Hadoop IO包序列化和反序列化
由于java序列化机制计算量开销大,且序列化的结果体积大太。Hadoop在集群之间进行通讯或者RPC调用的时候,需要序列化,而且要求序列化要快,且体积要小,占用带宽要小,所以不适合Hadoop。因此,hadoop中并没有使用Java自带的基本数据类型,并且Hadoop拥有一套自己序列化机制。Writable接口是基于Java中I/O(DataInput和DataOutPut),可以将数据写入流或者从流中读出,是一个简单有效的,紧凑、快速的序列化协议接口,完成Hadoop中key和value传递的序列化和反序列化工作。
下图给出了庞大的org.apache.hadoop.io中对象的关系:
Writable
Writable接口基于DataInput和DataOuput实现了简单、高效的序列化协议。在Hadoop中Map-Reducer框架的所有key和value都继承这个接口。源码如下:
Writable包含两个方法:write(DataOutput out) 和 readFields(DataInput in)。前者用于序列化对象字段到DataOutput,后者反序列化对象字段到DataInput。
public interface Writable {
/**
* Serialize the fields of this object to <code>out</code>.
*
* @param out <code>DataOuput</code> to serialize this object into.
* @throws IOException
*/
void write(DataOutput out) throws IOException;
/**
* Deserialize the fields of this object from <code>in</code>.
*
* <p>For efficiency, implementations should attempt to re-use storage in the
* existing object where possible.</p>
*
* @param in <code>DataInput</code> to deseriablize this object from.
* @throws IOException
*/
void readFields(DataInput in) throws IOException;
}
WritableComparable
WritableComparable继承了Java的Comparable接口,可以重写compareTo(T o)方法,使其具有可比性。一般通过Comparator相互比较,在Hadoop中Map-Reducer框架的所有key均继承这个接口。能做Key的一定可以做Value,能做Value的未必能做Key。

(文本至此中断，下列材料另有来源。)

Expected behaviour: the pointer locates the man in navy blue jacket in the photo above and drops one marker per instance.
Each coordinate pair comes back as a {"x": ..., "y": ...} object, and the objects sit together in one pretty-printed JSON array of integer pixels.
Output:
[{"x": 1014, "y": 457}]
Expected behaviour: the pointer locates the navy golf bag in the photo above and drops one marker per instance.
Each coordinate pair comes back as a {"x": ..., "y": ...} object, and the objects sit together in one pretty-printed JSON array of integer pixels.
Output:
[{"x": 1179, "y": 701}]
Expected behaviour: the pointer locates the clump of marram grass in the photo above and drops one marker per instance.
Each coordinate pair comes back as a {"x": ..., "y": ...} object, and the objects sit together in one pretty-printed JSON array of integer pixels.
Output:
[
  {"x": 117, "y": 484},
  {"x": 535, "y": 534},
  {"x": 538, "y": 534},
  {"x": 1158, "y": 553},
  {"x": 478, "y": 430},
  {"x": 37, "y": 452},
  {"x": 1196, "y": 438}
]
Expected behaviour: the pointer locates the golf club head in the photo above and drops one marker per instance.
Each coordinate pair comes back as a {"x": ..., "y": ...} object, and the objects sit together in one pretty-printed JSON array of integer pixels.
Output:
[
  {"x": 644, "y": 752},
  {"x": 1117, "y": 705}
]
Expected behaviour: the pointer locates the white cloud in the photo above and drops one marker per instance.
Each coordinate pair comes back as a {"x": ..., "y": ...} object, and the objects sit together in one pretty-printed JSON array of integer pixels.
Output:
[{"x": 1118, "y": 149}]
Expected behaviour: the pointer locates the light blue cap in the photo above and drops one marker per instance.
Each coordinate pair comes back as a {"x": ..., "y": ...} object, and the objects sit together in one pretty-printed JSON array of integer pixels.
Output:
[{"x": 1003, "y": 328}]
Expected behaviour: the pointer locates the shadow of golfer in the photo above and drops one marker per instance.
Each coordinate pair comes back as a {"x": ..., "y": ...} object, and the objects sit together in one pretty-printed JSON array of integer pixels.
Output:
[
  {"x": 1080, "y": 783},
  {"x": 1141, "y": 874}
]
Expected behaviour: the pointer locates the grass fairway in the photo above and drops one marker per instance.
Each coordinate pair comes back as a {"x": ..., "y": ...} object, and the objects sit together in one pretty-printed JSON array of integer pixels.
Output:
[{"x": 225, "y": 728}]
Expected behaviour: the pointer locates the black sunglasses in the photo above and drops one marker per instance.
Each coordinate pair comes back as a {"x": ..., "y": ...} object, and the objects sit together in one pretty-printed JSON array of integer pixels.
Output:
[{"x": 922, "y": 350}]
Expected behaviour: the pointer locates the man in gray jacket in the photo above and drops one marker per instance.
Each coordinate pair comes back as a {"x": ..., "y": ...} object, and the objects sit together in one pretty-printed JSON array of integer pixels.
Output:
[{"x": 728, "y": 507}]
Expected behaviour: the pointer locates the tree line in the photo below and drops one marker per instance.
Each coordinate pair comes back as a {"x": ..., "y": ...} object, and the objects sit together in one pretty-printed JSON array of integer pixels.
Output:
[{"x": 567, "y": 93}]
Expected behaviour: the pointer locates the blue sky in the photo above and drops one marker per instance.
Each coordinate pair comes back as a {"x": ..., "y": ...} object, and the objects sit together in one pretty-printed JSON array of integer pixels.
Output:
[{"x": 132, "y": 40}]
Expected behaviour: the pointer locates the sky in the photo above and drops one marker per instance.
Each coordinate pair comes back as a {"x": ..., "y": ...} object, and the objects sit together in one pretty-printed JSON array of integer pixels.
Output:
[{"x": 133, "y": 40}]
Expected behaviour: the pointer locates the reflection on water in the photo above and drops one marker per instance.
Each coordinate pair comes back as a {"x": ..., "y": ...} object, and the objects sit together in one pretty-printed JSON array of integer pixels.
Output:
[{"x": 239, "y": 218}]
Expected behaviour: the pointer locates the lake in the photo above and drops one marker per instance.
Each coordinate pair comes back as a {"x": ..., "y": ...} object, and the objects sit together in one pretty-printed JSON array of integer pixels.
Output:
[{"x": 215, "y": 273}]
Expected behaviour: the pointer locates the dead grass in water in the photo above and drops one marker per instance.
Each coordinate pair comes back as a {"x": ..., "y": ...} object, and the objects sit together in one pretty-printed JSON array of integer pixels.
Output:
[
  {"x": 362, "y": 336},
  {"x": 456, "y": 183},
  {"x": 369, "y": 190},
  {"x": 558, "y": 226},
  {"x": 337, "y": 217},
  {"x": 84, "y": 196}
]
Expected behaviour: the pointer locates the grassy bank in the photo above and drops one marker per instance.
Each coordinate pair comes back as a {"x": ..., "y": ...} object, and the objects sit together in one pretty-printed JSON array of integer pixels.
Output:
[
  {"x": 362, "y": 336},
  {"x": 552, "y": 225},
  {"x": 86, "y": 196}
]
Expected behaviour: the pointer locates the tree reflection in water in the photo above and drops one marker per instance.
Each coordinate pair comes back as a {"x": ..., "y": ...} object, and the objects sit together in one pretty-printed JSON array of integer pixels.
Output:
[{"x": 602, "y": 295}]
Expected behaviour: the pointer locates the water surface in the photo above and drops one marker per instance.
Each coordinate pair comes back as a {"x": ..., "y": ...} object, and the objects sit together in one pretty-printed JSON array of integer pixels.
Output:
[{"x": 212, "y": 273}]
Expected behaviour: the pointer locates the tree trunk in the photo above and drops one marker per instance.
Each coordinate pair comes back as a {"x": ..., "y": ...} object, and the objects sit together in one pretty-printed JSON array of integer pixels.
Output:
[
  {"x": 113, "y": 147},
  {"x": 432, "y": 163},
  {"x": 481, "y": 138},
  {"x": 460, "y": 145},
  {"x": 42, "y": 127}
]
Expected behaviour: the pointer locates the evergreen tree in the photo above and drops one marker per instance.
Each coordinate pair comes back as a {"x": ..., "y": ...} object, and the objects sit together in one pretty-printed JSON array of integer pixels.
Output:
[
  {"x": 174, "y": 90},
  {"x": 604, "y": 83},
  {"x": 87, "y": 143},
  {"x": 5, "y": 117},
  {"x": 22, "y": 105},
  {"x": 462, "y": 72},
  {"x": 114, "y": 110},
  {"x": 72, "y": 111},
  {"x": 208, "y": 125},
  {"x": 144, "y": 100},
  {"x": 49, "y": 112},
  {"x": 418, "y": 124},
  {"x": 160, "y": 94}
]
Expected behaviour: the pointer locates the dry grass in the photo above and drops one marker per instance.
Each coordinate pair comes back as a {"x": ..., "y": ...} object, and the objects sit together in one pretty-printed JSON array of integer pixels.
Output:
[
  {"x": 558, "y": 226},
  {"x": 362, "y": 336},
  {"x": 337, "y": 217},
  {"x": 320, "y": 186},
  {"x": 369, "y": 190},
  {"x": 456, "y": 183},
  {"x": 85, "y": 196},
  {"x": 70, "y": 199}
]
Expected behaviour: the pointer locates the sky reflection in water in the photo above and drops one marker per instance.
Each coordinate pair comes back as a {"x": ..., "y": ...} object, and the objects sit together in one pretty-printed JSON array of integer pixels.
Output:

注意hadoop经常使用hashCode()方法对key做分区。,实现hashCode()方法跨JVM的不同实例返回相同的结果非常重要,hashCode()并不满足这个要求。参考如下例子:
public class MyWritableComparable implements WritableComparable<MyWritableComparable> {
// Some data
private int counter;
private long timestamp;
public void write(DataOutput out) throws IOException {
out.writeInt(counter);
out.writeLong(timestamp);
}
public void readFields(DataInput in) throws IOException {
counter = in.readInt();
timestamp = in.readLong();
}
public int compareTo(MyWritableComparable o) {
int thisValue = this.value;
int thatValue = o.value;
return (thisValue < thatValue ? -1 : (thisValue==thatValue ? 0 : 1));
}
public int hashCode() {
final int prime = 31;
int result = 1;
result = prime result + counter;
result = prime result + (int) (timestamp ^ (timestamp >>> 32));
return result
}
}
WritableComparator
WritableComparablede比较器,自定义排序的规则需要覆盖复compare(WritableComparable,WritableComparable)方法。覆盖compare(byte[],int,int,byte[],int,int)方法可以用于优化比较密集型操作。使用前者在key之间比较的时候要见key反序列化,而后者则不需要反序列化,比较两个二进制的对象,因而速度和效率优于前者。
RawComparator
RawComparator 直接在对象的字节表示上进行比较的比较器。仅提供了比较两个二进制对象的compare方法。
public interface RawComparator<T> extends Comparator<T> {
/**
* Compare two objects in binary.
* b1[s1:l1] is the first object, and b2[s2:l2] is the second object.
*
* @param b1 The first byte array.
* @param s1 The position index in b1. The object under comparison's starting index.
* @param l1 The length of the object in b1.
* @param b2 The second byte array.
* @param s2 The position index in b2. The object under comparison's starting index.
* @param l2 The length of the object under comparison in b2.
* @return An integer result of the comparison.
*/
public int compare(byte[] b1, int s1, int l1, byte[] b2, int s2, int l2);
}
总结
在Hadoop中,主要应用于进程通信和永久存储。进程将对象序列化为字节流,通过网络传输到另一进程,另一进程接收到字节流,通过反序列化转回到结构化对象,以达到进程间通信。Mapper、Combine、Reduce等过程中,都需要使用序列化和反序列化技术。它也是hadoop的核心技术之一,Writable是hadoop序列化实现。